Over the weekend I received an unnecessarily brutal review for Angst on Amazon. I’ve got a pretty thick skin after so many years, and there are enough people who enjoy my books that I can roll with the occasional bad review. But this one stung. Maybe it was bad timing. Maybe I just wasn’t in the mood to be kicked, but this review really felt like the reader wanted to make me feel bad.

I went back to reread it for this blog post. I wanted to see if I could glean anything constructive from it. (Nope.) I was, however, rewarded for going back. To my surprise, some kind soul had just posted a five star review to both Amazon and Goodreads. (Thank you Mr. Clark, your timing couldn’t have been better.)

I do get that not everyone is going to like my writing. I actually worked hard over the last several years to undersell my books at conventions. If someone stopped by the booth I would ask what they liked to read. If they said Science Fiction or Dark Fantasy – I would discourage them from purchasing Angst. If they were still interested, I’d then let them know my books aren’t life changing, they’re fun.

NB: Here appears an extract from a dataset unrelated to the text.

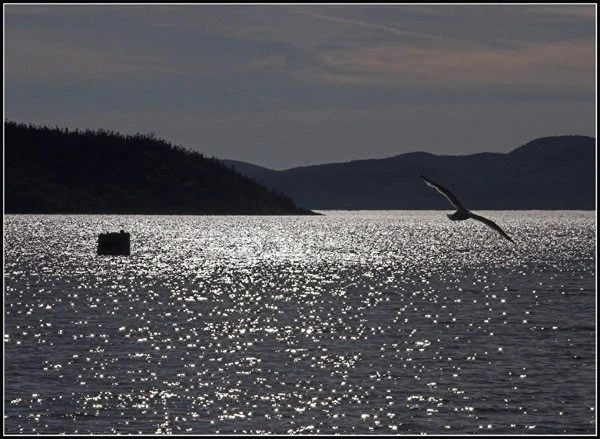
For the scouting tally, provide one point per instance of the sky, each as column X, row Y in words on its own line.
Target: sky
column 291, row 85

It seems tedious but this exercise accomplished a lot. Not only did I end up with readers who were more likely to enjoy my books, there was a greater chance they would come back for more. This also left the door open for people interested in my writing if I were to ever tackle another genre. I don’t enjoy selling something to people that they don’t want or need. It’s not easy to do this online.

I recently finished Stephen King’s On Writing : A Memoir Of The Craft. I highly recommend this book to everyone, especially creative types. Sure, there is writing advice – great writing advice – but that advice is wrapped around stories about how King got to where he is today. I laughed at some of his stories about growing up; many of them sounded like something my dad would share. I also learned some things about King I hadn’t expected.

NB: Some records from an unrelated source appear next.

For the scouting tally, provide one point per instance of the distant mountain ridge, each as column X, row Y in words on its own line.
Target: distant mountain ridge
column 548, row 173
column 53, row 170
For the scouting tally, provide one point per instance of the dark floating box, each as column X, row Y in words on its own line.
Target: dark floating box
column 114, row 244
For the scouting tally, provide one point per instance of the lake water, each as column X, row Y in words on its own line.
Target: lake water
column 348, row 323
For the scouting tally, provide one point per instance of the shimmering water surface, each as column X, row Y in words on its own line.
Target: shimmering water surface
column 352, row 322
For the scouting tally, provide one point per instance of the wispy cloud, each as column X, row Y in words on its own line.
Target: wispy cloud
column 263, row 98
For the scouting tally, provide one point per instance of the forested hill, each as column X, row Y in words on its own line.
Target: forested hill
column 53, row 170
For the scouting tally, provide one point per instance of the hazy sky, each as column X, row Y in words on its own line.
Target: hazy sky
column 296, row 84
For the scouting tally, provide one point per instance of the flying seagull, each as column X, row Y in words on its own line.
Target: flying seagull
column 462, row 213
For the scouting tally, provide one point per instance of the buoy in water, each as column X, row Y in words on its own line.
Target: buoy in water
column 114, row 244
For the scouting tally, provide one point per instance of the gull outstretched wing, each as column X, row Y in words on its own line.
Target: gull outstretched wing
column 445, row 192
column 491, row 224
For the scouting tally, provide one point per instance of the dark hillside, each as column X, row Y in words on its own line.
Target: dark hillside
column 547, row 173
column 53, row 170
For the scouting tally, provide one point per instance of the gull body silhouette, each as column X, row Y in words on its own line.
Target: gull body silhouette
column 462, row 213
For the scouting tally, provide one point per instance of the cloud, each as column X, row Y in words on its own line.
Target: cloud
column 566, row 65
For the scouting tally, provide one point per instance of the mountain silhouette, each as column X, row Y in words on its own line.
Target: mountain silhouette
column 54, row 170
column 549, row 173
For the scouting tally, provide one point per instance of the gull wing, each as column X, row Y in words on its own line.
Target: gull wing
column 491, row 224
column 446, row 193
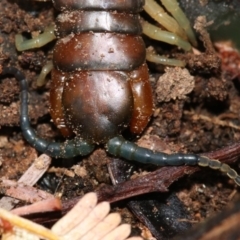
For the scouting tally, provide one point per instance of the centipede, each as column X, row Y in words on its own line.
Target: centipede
column 100, row 83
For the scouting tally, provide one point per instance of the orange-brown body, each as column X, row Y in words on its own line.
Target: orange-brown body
column 100, row 81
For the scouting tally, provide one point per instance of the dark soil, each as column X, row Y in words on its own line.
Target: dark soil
column 201, row 121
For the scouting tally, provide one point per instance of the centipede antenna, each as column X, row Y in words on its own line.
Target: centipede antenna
column 119, row 147
column 67, row 149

There was one piece of advice King shared that I found to be incredibly validating. After completing an early draft of a novel, I share with my wife and a group of close friends. People who I know will be critical without being unkind.

Many writers disagree with this, and I’ve had authors argue with me about it during panels at conventions. They believe you should seek unbiased opinions for that first draft. Go to a writer’s group so they can rake your story over the coals and make you feel shitty.

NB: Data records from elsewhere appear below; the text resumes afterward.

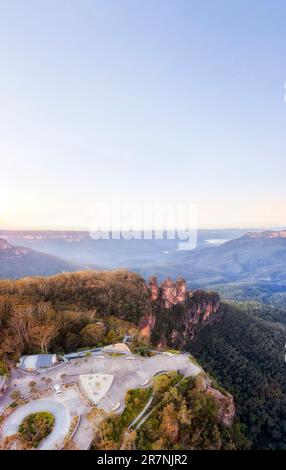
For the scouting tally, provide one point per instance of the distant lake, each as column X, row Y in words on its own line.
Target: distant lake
column 217, row 241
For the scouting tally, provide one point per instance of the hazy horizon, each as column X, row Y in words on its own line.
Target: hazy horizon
column 149, row 101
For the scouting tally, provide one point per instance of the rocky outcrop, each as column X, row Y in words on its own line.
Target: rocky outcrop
column 175, row 312
column 10, row 251
column 223, row 400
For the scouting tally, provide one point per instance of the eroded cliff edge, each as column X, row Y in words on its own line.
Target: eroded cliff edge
column 175, row 313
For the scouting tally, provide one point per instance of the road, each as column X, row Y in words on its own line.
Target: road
column 61, row 427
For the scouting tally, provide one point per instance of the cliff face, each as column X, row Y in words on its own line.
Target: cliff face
column 224, row 401
column 175, row 313
column 9, row 251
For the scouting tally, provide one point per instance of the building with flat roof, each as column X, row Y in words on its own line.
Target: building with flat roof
column 37, row 361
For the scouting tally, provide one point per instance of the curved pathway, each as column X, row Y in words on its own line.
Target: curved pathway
column 61, row 427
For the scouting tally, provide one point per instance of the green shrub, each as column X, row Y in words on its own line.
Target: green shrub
column 36, row 427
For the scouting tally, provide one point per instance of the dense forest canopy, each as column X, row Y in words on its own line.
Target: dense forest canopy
column 246, row 354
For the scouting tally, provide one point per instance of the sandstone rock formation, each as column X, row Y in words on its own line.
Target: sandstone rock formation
column 175, row 312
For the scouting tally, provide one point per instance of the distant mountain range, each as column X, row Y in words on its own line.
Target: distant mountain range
column 237, row 264
column 17, row 262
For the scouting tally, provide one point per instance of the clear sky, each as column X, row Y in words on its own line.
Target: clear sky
column 147, row 100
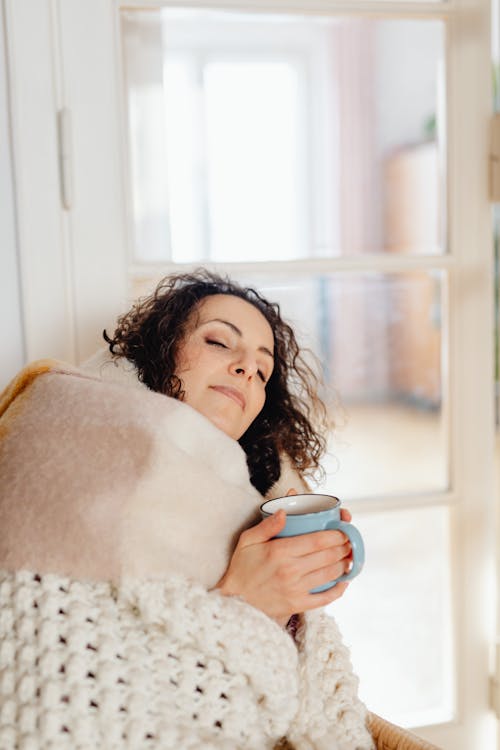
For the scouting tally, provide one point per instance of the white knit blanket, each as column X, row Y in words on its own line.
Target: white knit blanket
column 153, row 661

The thing is, I don’t write for other writers. Most of them post judgy reviews of Angst as if they were expecting To Kill A Mockingbird. (I certainly don’t watch a movie like The Hulk and expect Breakfast at Tiffany’s.)

King refers to the Ideal Reader (IR) as the people you actually write for. King’s initial IR is his wife, who he dotes on throughout the book. I’ve always thought my IR are people who enjoy my company and get my sense of humor. It may sound a little ego-centric, but if you like to read fantasy, and you like me, there’s a good chance you’ll enjoy my writing. Since it’s harder to vet readers and find my IRs online, I have a plan.

Moving forward, if you are interested in reading my books, please come to Kansas City first. Let’s meet for a few hours and talk over drinks, I’m sure I’ll share a story or two. If we get along, you’ll probably enjoy my books. (Please consider leaving a review if you do.) If you are mortally offended by my presence, please move along to whatever makes you happy. It’ll be better for both of us.